When developing in OOP, sometimes an interface / contract is given by a library that you cannot alter. Let's call this interface J.
Now you have an object of class A that consumes objects that implements this interface. Inside A only a small part of the interface's definitions are needed. Some of the object classes are created by me during the project (let's call one of them type D), so there's an overhead in the implementation of everything inside interface J.
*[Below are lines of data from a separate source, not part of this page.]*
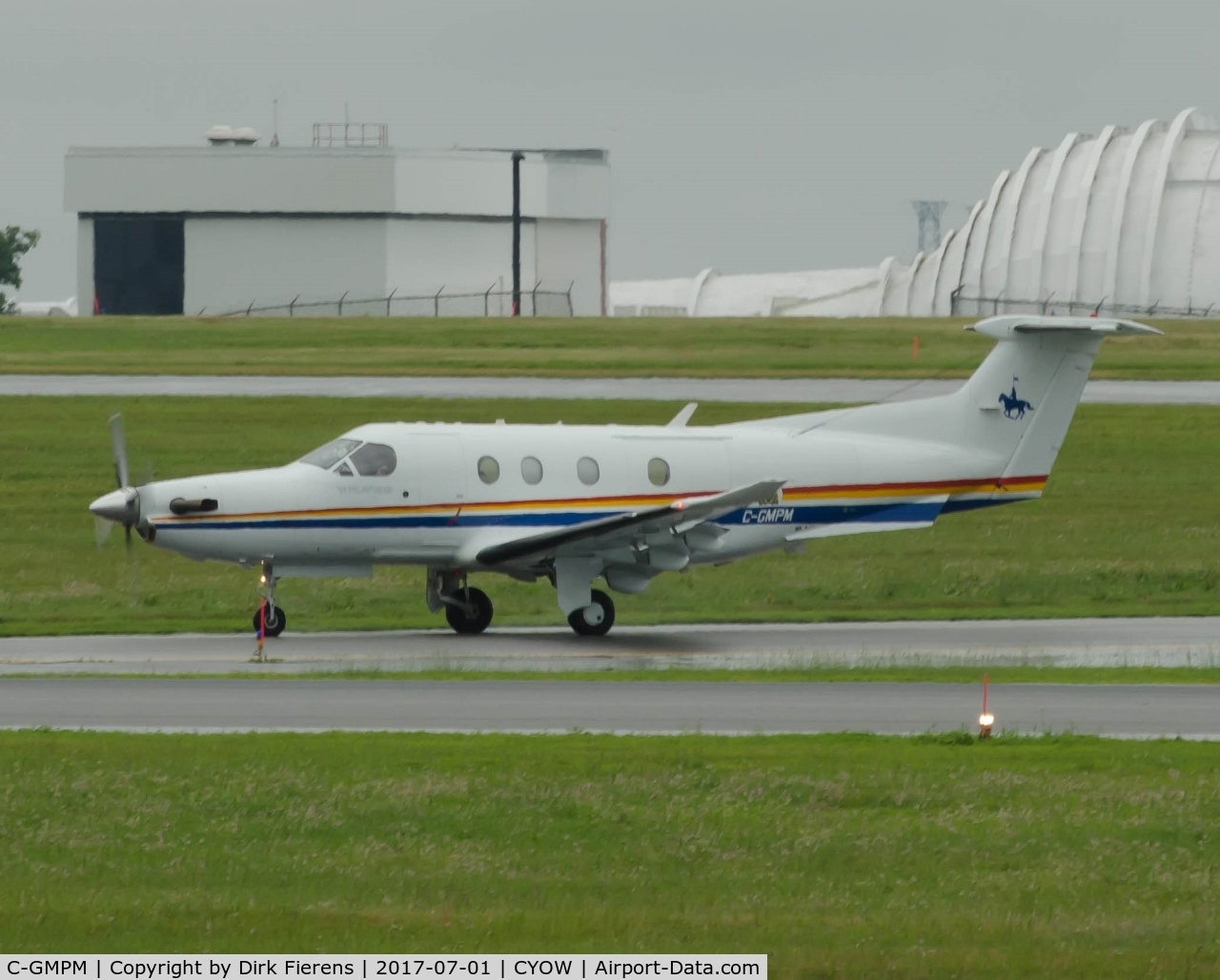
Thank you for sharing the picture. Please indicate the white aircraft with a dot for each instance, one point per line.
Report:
(46, 308)
(626, 503)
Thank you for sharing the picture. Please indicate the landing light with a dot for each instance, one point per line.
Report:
(986, 719)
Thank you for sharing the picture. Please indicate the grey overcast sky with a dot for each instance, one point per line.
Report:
(750, 137)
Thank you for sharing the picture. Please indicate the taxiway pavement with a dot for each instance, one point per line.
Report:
(806, 391)
(630, 706)
(1188, 641)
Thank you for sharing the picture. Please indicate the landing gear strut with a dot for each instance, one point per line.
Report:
(595, 619)
(269, 618)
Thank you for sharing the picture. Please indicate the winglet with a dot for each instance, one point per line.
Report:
(682, 418)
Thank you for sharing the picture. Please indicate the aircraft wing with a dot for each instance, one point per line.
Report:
(621, 528)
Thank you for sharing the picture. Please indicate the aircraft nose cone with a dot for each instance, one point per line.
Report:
(121, 506)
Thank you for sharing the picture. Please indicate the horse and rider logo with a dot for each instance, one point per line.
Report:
(1014, 405)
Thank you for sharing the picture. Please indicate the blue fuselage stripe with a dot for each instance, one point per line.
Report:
(778, 514)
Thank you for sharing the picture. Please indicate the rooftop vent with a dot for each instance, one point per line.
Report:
(231, 135)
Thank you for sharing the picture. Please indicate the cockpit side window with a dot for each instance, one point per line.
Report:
(374, 459)
(327, 456)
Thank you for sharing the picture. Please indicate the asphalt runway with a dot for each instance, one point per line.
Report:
(808, 391)
(631, 706)
(1188, 641)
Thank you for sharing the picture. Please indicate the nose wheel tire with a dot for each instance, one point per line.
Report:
(595, 619)
(474, 620)
(274, 622)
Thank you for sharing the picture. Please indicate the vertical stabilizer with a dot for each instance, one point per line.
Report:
(1018, 405)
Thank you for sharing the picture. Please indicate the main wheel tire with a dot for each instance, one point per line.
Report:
(274, 622)
(596, 619)
(465, 623)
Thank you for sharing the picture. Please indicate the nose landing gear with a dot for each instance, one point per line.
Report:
(269, 618)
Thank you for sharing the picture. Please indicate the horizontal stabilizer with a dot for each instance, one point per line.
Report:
(1002, 327)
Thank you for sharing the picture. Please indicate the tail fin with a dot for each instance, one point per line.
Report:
(1018, 404)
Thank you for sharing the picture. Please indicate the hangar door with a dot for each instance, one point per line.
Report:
(138, 264)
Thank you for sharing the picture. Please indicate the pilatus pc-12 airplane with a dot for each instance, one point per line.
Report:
(625, 503)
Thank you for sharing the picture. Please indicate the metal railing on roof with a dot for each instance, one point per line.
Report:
(351, 134)
(496, 300)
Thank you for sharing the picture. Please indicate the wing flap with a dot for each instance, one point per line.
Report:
(621, 527)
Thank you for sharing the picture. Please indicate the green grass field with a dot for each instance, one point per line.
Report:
(1128, 526)
(835, 854)
(575, 348)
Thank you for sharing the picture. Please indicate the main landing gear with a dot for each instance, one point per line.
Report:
(473, 614)
(467, 609)
(595, 619)
(269, 618)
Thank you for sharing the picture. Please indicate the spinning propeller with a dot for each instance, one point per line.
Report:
(121, 505)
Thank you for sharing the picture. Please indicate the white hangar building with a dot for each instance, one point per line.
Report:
(220, 229)
(1125, 221)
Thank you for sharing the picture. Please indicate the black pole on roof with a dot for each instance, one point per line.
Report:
(518, 156)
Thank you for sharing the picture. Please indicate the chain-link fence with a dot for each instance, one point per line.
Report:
(971, 305)
(492, 301)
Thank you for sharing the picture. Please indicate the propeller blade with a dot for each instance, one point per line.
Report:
(101, 528)
(118, 444)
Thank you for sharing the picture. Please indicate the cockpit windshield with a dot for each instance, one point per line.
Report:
(327, 456)
(374, 459)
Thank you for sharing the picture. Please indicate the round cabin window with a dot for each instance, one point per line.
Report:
(588, 471)
(488, 470)
(531, 470)
(658, 471)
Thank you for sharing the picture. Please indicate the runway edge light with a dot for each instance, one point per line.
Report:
(986, 719)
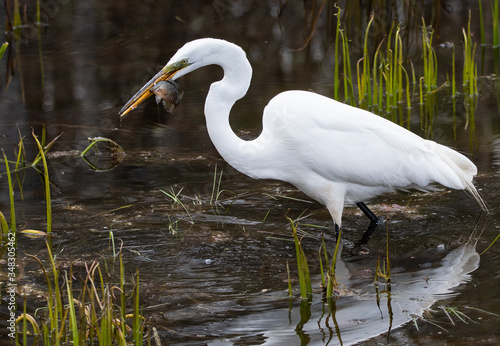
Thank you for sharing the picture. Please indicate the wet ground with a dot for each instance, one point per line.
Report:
(213, 270)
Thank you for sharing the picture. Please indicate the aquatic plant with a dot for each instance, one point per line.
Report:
(302, 266)
(95, 315)
(3, 48)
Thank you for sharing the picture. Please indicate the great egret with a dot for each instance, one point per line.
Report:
(333, 152)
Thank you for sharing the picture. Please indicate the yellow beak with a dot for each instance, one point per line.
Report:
(165, 74)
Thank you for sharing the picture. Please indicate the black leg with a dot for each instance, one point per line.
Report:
(367, 212)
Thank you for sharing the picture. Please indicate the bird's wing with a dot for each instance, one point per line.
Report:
(350, 145)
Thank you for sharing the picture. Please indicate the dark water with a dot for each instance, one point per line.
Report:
(213, 275)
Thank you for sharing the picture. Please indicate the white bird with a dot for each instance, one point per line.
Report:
(335, 153)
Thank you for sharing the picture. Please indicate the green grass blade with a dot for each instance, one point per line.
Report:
(3, 48)
(11, 198)
(47, 184)
(72, 312)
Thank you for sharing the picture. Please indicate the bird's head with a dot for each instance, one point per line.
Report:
(191, 56)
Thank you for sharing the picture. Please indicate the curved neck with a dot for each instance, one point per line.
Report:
(220, 99)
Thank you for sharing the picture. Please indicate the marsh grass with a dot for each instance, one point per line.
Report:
(387, 81)
(76, 310)
(3, 48)
(174, 196)
(96, 315)
(302, 266)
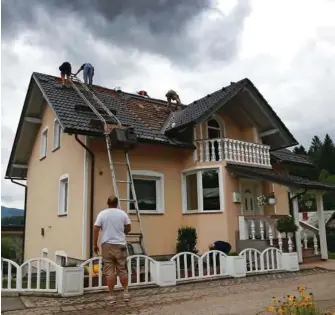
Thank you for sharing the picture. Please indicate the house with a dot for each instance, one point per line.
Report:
(203, 165)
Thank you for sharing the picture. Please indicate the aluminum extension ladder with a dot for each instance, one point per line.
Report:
(125, 163)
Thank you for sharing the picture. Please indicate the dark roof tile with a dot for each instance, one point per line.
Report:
(286, 156)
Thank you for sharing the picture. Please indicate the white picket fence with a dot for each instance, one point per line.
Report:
(210, 264)
(261, 262)
(34, 275)
(139, 272)
(213, 263)
(42, 274)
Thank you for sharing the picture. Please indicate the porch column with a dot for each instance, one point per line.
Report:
(297, 223)
(322, 225)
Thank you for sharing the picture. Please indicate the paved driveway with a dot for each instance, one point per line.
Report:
(210, 298)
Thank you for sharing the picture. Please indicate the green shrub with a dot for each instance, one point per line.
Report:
(331, 241)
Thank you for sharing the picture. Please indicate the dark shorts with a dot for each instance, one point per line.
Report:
(114, 258)
(65, 69)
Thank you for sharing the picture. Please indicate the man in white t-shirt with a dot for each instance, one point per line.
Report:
(114, 225)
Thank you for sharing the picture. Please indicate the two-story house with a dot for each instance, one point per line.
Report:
(203, 165)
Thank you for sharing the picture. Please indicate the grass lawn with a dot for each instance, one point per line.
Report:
(331, 255)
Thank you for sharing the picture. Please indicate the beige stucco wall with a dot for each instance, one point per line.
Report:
(160, 229)
(61, 233)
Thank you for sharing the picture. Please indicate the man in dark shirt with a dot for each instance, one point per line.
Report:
(65, 70)
(221, 246)
(88, 73)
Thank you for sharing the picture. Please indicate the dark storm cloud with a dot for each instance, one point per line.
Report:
(154, 26)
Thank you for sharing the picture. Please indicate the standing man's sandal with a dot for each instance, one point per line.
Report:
(111, 299)
(126, 296)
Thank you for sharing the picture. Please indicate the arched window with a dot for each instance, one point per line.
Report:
(213, 129)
I want to implement a subset of the functionality in interface J, but my solutions so far do not satisfy me:
- implementing every aspect of J and then throwing "notImplementedExceptions" misinforms the user of my objects: it would seem my objects of type D do conform to interface J, but they don't - and other consumers of my objects (that accept objects implementing interface J) can't rely on the integrity of my objects.
- Implementing a newly defined interface prohibits me from using objects that implement only interface J, although interface J is fully compatible with my own interface.
- Letting my custom objects implement interface J would create significant overhead, because they don't need all this functionality.
When I was able to alter interface J, I would create a "super-interface" K that had this subset of the functionality of interface J, and make interface J inherit from interface K. But I cannot alter interface J.
What is an object-oriented solution to this problem? Is the best solution still implementing "just" interface J? Or are there OOP-ways to "superclass" an interface without altering it?